Deze nieuwe beoogde invoeringsdatum is haalbaar wanneer de Tweede Kamer besluit het wetsvoorstel in het voorjaar van 2021 te behandelen, en aansluitend behandeling in de Eerste Kamer plaatsvindt. Het wetsvoorstel moet uiterlijk 1 oktober 2021 in het Staatsblad staan, om gemeenten voldoende
voorbereidingstijd te geven. Als dit niet haalbaar of wenselijk wordt geacht, zal de inwerkingtreding verder opschuiven.
Lagere regelgeving
Een aantal maatregelen uit de bredere agenda van Breed Offensief kan wel doorgaan, omdat zij op grond van de huidige wet bij lagere regelgeving kunnen worden vormgegeven. Zo zijn per 1 januari 2021 het gewijzigde Besluit SUWI en de Regeling SUWI van kracht. Het doel van de wijzigingen is om de samenwerking tussen UWV en de gemeenten en de werkgeversdienstverlening in de
arbeidsmarktregio’s te versterken.
Uniforme loonwaardebepaling
Ook is het Besluit loonkostensubsidie Participatiewet 2021 op 8 maart 2021 in het Staatsblad gepubliceerd (Stb. 2021, 113) en de daarop aansluitende ministeriële regeling in de Staatscourant (Stcrt. 2021, 9937), met daarin een uniforme methode voor loonwaardebepaling.
De uitvoering wordt nu in gereedheid gebracht om de uniforme loonwaardebepaling in het kader van de Participatiewet en de Wet Wajong per 1 juli 2021 te kunnen toepassen. Verder wordt de implementatie van het preferente werkproces loonkostensubsidie bij gemeenten voortgezet.
In nauwe afstemming met gemeenten wordt gewerkt aan een nieuwe wijze van financiering van de loonkostensubsidies. Streven is dat deze wijziging met ingang van 1 januari 2022 kan worden ingevoerd.

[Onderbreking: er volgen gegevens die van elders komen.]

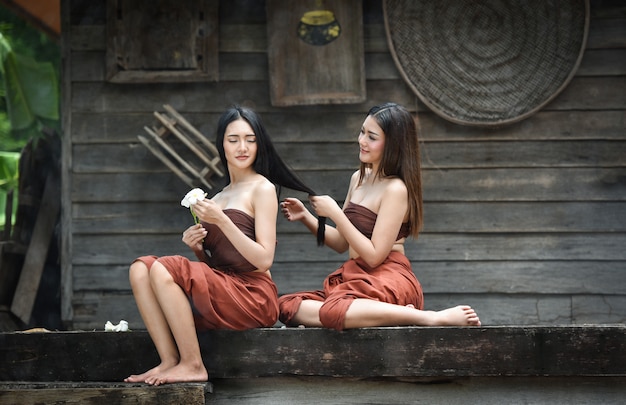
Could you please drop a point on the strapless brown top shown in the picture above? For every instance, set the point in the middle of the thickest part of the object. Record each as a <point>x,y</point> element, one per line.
<point>223,255</point>
<point>364,220</point>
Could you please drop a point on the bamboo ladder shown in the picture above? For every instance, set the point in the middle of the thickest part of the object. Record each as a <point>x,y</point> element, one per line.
<point>192,173</point>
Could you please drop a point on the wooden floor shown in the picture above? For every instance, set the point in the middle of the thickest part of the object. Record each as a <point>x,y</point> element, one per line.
<point>583,364</point>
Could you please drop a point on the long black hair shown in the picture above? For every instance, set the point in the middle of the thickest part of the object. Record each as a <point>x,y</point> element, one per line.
<point>268,162</point>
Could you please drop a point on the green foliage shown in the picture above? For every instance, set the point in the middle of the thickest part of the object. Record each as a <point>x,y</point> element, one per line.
<point>9,178</point>
<point>29,94</point>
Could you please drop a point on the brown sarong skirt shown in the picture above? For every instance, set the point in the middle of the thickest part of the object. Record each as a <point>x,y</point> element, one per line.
<point>393,281</point>
<point>222,300</point>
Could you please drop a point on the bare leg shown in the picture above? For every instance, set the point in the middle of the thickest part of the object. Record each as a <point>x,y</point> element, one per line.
<point>308,314</point>
<point>175,306</point>
<point>369,313</point>
<point>154,319</point>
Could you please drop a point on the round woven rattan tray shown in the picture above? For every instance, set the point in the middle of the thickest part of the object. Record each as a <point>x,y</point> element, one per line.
<point>488,62</point>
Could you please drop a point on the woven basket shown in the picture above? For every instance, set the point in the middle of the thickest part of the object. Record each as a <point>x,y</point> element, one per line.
<point>488,62</point>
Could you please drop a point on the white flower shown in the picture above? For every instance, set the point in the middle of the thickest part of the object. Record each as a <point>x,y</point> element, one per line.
<point>192,197</point>
<point>120,327</point>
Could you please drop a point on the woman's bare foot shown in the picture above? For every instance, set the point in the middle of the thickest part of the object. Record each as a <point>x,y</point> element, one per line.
<point>143,378</point>
<point>461,315</point>
<point>180,373</point>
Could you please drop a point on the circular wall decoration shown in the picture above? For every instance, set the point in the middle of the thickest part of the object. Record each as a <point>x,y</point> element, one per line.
<point>488,62</point>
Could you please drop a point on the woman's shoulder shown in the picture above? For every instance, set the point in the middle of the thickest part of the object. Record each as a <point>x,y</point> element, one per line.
<point>395,187</point>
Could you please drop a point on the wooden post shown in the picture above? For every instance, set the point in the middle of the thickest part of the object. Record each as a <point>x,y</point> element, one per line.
<point>30,277</point>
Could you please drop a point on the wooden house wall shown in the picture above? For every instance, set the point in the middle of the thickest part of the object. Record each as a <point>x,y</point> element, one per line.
<point>527,223</point>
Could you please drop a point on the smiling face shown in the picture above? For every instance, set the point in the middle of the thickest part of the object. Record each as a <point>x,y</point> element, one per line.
<point>371,142</point>
<point>240,147</point>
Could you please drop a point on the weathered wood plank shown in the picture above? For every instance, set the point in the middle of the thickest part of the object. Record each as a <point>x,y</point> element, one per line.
<point>103,393</point>
<point>88,66</point>
<point>371,352</point>
<point>450,391</point>
<point>583,93</point>
<point>464,185</point>
<point>103,97</point>
<point>607,33</point>
<point>592,93</point>
<point>603,62</point>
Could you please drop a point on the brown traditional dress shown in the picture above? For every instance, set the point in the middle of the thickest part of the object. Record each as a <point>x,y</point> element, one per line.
<point>392,281</point>
<point>225,292</point>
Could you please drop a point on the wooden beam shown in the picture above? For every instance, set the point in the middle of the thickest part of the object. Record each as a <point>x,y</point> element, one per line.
<point>37,252</point>
<point>103,393</point>
<point>402,352</point>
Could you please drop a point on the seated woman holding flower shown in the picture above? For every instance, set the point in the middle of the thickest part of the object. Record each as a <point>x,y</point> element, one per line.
<point>230,288</point>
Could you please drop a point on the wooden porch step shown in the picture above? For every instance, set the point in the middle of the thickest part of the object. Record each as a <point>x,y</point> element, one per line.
<point>25,393</point>
<point>557,351</point>
<point>438,365</point>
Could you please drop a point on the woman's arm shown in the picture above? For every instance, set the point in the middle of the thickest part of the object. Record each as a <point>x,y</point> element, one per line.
<point>391,212</point>
<point>259,253</point>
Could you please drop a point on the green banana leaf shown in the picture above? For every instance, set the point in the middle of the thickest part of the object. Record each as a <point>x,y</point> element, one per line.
<point>30,89</point>
<point>9,180</point>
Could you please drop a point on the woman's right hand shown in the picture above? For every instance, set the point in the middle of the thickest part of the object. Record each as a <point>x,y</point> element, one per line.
<point>194,236</point>
<point>293,209</point>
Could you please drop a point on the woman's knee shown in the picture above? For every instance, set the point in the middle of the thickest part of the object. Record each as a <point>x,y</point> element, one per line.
<point>138,273</point>
<point>159,274</point>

Vereenvoudiging Wet banenafspraak
In de afgelopen periode heeft het kabinet gewerkt aan een concept voor een wetsvoorstel voor de vereenvoudiging van de Wet banenafspraak en quotum arbeidsbeperkten.

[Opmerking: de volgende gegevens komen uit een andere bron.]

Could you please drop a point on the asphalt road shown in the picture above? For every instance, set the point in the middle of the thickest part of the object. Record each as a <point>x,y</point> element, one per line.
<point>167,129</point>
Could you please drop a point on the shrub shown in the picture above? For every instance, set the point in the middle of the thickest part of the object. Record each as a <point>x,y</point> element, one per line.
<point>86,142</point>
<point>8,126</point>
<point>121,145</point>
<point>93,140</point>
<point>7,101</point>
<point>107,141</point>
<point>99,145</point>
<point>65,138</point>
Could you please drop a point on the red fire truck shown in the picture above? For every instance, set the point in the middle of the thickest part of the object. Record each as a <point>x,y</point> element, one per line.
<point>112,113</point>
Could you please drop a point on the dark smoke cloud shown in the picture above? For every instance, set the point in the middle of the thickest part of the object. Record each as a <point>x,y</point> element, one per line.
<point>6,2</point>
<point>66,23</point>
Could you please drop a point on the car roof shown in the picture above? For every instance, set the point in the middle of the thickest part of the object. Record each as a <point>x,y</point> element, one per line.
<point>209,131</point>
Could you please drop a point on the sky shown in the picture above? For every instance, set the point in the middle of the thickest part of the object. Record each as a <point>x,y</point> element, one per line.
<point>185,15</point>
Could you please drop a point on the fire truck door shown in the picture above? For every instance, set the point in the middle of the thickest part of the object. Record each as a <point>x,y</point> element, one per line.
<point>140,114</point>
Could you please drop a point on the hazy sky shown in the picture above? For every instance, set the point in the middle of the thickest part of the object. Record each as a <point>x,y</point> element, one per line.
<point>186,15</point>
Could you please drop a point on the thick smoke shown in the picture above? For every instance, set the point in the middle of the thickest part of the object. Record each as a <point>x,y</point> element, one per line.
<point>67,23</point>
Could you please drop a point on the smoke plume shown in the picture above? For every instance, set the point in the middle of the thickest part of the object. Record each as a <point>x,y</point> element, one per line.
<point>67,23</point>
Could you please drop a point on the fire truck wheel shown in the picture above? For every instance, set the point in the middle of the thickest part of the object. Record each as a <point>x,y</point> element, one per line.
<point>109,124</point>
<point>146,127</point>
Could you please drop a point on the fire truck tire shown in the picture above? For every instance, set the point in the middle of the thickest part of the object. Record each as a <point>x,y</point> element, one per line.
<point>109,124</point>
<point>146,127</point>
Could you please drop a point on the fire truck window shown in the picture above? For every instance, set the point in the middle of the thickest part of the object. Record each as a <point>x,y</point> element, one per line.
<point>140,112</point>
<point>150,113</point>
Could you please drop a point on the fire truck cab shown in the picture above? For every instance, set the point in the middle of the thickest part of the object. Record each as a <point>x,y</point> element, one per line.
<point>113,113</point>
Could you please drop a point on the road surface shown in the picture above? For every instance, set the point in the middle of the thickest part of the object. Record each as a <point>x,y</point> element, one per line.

De planning was gericht op inwerkingtreding van het wetsvoorstel Wet banenafspraak per 1 januari 2022. Eind 2020 bleek dat door de druk op de uitvoeringsorganisaties UWV en Belastingdienst vanwege de coronamaatregelen het wetsvoorstel Wet banenafspraak niet meer in 2020 aan de Tweede Kamer kon worden aangeboden en is de beoogde inwerkingtredingsdatum van 1 januari 2022 niet meer haalbaar.
Met het oog op de demissionaire status van het kabinet vindt de minister het niet gepast dit wetsvoorstel nog aan de Tweede Kamer aan te bieden. Het volgende kabinet zal een eigen afweging willen maken over een nieuwe vormgeving van de banenafspraak.
Opschorting quotumheffing
De vertraging van dit wetstraject heeft enkele praktische gevolgen voor de uitvoering van de quotumheffing op grond van de huidige wetgeving.
In de Wet deactivering en uitstel quotumheffing is de uitvoering van de quotumheffing tot de verwachte inwerkingtredingsdatum van het nieuwe wetvoorstel, 1 januari 2022, opgeschort.
Verdere opschorting van de quotumheffing tot de inwerkingtreding van het nieuwe systeem was voorzien in het wetsvoorstel Wet Banenafspraak. Nu het wetsvoorstel niet aangeboden wordt aan de Tweede Kamer, zal verdere opschorting op een later moment dit jaar van een wettelijke grondslag moeten worden voorzien. Dit kan door later in het jaar alsnog het wetsvoorstel in te dienen of via een ander wetstraject. Dit is nodig om te voorkomen dat anders de opschorting per 1 januari 2022 afloopt terwijl de heffing niet kan worden uitgevoerd.
Ook is het nodig om de uitvoering, werkgevers en werknemers hierover vroeg genoeg duidelijkheid te
geven. Als de wettelijke grondslag na 1 januari 2022 in werking treedt, is het nodig dat deze grondslag tot 1 januari 2022 terugwerkt en dat de uitvoering daarop kan anticiperen.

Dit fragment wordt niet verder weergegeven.